The function below is meant to take our array of the tokenized clean text and apply a label from the dictionary above by picking the topic that produces the highest probability for a given document.

In [23]:
from operator import itemgetter

def get_topic(doc):
    test_run = doc
    test_run = dictionary.doc2bow(test_run)
    topic_pred = ldamodel.get_document_topics(test_run)
    topic_sort = sorted(topic_pred, key=itemgetter(1), reverse=True)
    return (topic_dict.get(topic_sort[0][0]))
                        
clean_series = pd.Series(clean_text_arr)

With the new set of topics we now have from labeling the articles, we can now append this column to the data frame.
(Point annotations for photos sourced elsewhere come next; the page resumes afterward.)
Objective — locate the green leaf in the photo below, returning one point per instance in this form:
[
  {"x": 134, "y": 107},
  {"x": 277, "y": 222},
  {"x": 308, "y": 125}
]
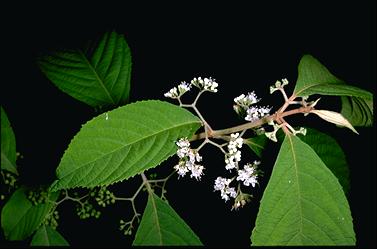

In my opinion, the categorize 'business' and 'tech' seem to be the most relevant to the interests of Crunchbase.

In [24]:
newsDF_copy['category'] = clean_series.apply(get_topic)
newsDF_copy.drop(columns=['date']).head(100)

Unnamed: 0,title,text,cleaned_text,category
0,There’s Reason to Be Skeptical of a Tesla-Powe...,"Joe Raedle/Getty Images\nLast week, I wrote a ...",joe raedlegetty image last week wrote story sl...,domestic/local news
1,Police: Threats to West Des Moines students we...,Zach Boyden-Holmes/The Register\nPolice have i...,zach boydenholmesthe register police identifie...,domestic/local news
2,Gunman reserved two rooms at Blackstone,Chicago police are investigating whether Steph...,chicago police investigating whether stephen p...,domestic/local news
3,"No. 5 Georgia Bulldogs, Vanderbilt Commodores ...","NASHVILLE, Tenn. -- No. 5 Georgia, coming off ...",nashville tenn 5 georgia coming two impressive...,sports
4,Craig Robinson and Adam Scott buddy up in Fox'...,,,domestic/local news
5,'Mark Felt: The Man Who Brought Down the White...,,,domestic/local news
6,Stars tweet support for Ashley Judd after she ...,OSCAR-WINNER Brie Larson has spoken out in sup...,oscarwinner brie larson spoken support fellow ...,entertainment/culture
7,< Review: 'Blade Runner 2049',"RACHEL MARTIN, HOST:\n""Blade Runner"" is back. ...",rachel martin host blade runner back sure harr...,entertainment/culture
8,Hurricane Nate threatens US central Gulf Coast...,MANAGUA: Hurricane Nate may strengthen on Satu...,managua hurricane nate may strengthen saturday...,domestic/local news
9,Board Meeting On 03 Nov 17,Board meeting for approval of Q2 unaudited fin...,board meeting approval q2 unaudited financial ...,business


# Areas of Improvement

There are a few areas where I feel the classification can be improved.

1. We could have done more fine tuning in the cleaning of the documents. This could have allowed for more concise and more distinct topic labels. Additionally, we could have removed the entries where the 'text' field was blank.

2. Determining the number of topics seemed very rough and arbitrary. Perhaps there is a more formal way to get a more effective number of topics. I can see that deciding there are too many topics can lead to 'overfitting' for a lack of a better term, when the goal is to simply categorize.

3. Recall we picked the topic with the highest probability to label each document. This leaves plenty of room for error. If we fine-tuned the number of topics and number of words for each topic, we could probably get the probabilities to be much higher when labeling the documents.

Overall, I feel this was a decent starting point for filtering out which documents to hone in on. As a possible next step, I think it would be interesting to apply what I had done on the text of the articles to just the titles themselves, or perhaps including the title in the text (new column with text and title appended). Although the model can be improved, I believe it offers a solid platform for determining the more relevant articles that are of interest to Crunchbase.